Judges
Galal Amin
Galal Amin (Chair) is an Egyptian academic and writer, Professor Emeritus of Economics at the American University in Cairo. He studied law at Cairo University and economics at the London School of Economics. He has written many books in Arabic and English on Egyptian and Arab economic, social and cultural development. Among his better known works are: The Modernization of Poverty (Brill,1974) and Whatever Happened to the Egyptians? (AUC, 2001). He has also written two books of autobiography in Arabic: What Life Has Taught Me (2007) and The Nectar of Life (2010). For several years he has written a weekly column in the Egyptian Arabic daily Al-Shorouk, including some literary criticism.
Sobhi al-Boustan
Sobhi al-Boustani is a Lebanese academic and critic. He is Professor of Modern Arabic literature and head of the Arabic department at the Institut National des Langues et Civilisations Orientales, Paris. He is a member of the National Council of French Universities and executive member of the European Association for Modern Arabic Literature, of which he was Secretary General from 2008 to 2012. He has taught modern Arabic literature at the Lebanese University and Lille University, France, as well as The Sorbonne and The New Sorbonne Universities. He is the author of various academic books and articles on modern Arabic literature, both poetry and prose.

Ali Ferzat
He was physically attacked by the regime in August 2011 because of his criticism of Bashar al-Assad. In 1990, he was awarded a gold medal after being voted the best Arab caricaturist by readers of Al-Sharq al-Awsat newspaper and he was named one of the five most important artists in the world by the President of the Swiss Union in 1994. He has won the Dutch Prince Claus Award (2002), the European Parliament Sakharov Prize for Freedom of Thought (2011), and the Index on Censorship Freedom of Expression Award (2012). He was recently named one of the 100 most influential people in the world by Time Magazine. His drawings are published by newspapers and magazines internationally and he is the author of A Pen of Damascus Steel (Cune Press, 2005).
Barbara Michalak-Pikulska
Barbara Michalak-Pikulska is a Polish academic. She is the Professor of Arabic Literature in the Arts College of the Jagiellonian University of Cracow. She is head of the department of Arabic Language and Literature and Director of the Institute of Oriental Studies in the Jagiellonian University. She is a member of the governing board of the Committee for European Teachers of Arabic Literature and member of the European Association of Arabists. She is also a board member of the Association for Polish and Eastern Studies and author of numerous books and studies published in Arabic, English and Polish, dealing with Arabic literature in general and Gulf literature in particular. She has edited various publications and research papers in the field of Arabic literature and participated in many international conferences in several Arab and European countries.

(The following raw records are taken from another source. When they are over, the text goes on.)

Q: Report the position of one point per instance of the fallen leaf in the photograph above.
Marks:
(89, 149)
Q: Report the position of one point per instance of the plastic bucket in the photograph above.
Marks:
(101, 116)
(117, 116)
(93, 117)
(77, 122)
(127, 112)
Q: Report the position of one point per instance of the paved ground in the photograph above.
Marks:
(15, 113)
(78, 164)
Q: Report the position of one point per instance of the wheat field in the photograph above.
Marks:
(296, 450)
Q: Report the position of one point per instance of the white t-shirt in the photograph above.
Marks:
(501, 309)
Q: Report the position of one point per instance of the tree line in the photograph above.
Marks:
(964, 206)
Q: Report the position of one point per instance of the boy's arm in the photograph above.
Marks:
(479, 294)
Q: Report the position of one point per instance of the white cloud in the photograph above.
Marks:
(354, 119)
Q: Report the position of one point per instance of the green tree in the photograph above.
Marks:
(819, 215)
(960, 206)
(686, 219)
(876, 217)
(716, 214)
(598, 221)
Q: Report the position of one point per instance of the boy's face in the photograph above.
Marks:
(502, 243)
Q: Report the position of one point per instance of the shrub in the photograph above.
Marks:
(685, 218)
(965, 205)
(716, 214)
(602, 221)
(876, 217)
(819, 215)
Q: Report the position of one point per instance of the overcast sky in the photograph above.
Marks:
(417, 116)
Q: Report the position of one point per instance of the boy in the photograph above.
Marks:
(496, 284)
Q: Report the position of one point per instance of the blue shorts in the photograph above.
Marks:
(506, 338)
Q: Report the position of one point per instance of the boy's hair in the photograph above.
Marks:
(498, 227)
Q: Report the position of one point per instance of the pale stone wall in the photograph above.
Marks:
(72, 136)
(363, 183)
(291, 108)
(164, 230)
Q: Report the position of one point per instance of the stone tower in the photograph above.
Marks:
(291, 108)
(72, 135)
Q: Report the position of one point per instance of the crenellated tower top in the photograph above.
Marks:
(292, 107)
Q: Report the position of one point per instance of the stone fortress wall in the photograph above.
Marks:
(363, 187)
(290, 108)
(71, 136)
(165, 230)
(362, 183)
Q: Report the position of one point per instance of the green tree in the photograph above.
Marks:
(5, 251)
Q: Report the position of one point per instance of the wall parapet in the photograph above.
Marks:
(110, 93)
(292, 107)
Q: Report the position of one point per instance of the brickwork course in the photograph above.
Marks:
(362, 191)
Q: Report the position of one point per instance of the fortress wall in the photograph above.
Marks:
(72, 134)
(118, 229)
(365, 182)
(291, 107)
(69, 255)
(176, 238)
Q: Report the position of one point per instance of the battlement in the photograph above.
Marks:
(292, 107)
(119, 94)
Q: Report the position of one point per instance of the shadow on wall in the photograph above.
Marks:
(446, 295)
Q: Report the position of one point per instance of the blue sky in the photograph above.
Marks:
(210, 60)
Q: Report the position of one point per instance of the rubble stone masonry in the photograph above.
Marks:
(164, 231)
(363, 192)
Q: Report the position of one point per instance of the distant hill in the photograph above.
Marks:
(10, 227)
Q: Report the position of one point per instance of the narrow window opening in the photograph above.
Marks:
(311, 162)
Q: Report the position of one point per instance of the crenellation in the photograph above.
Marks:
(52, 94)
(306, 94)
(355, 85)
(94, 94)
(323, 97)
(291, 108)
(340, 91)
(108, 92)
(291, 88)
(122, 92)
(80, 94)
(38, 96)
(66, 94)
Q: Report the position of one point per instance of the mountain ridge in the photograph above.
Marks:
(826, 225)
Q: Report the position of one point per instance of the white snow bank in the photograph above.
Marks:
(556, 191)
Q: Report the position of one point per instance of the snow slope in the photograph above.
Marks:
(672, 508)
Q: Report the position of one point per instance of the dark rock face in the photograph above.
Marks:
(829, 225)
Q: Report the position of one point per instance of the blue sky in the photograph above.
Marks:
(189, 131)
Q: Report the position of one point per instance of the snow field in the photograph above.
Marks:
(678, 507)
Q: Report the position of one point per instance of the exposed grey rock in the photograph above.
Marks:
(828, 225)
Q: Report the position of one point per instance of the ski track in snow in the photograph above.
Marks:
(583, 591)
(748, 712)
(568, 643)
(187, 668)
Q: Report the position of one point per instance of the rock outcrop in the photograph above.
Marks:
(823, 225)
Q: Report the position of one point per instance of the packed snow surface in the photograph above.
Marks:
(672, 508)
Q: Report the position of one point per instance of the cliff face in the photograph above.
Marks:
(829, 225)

Professor Zahia Smail Salhi
Professor Zahia Smail Salhi specialises in two fields: Arabic Literature Classical and Modern and Gender Studies. After a period of 15 years working at the Department of Arabic and Middle Eastern Studies at the University of Leeds, she has been appointed to the Chair of Modern Arabic Studies at the Department of Middle Eastern Studies, the University of Manchester. She has published extensively in the fields of literature and gender. Her publications include the following: Politics and Poetics in the Algerian Novel (Mellen Press, 1999), The Arab Diaspora: Voices of an Anguished Scream (Routledge, 2006 and 2011), Gender and Diversity in the Middle East and North Africa (Routledge, 2010) and Gender and Violence in Islamic Societies (I.B. Tauris, 2012).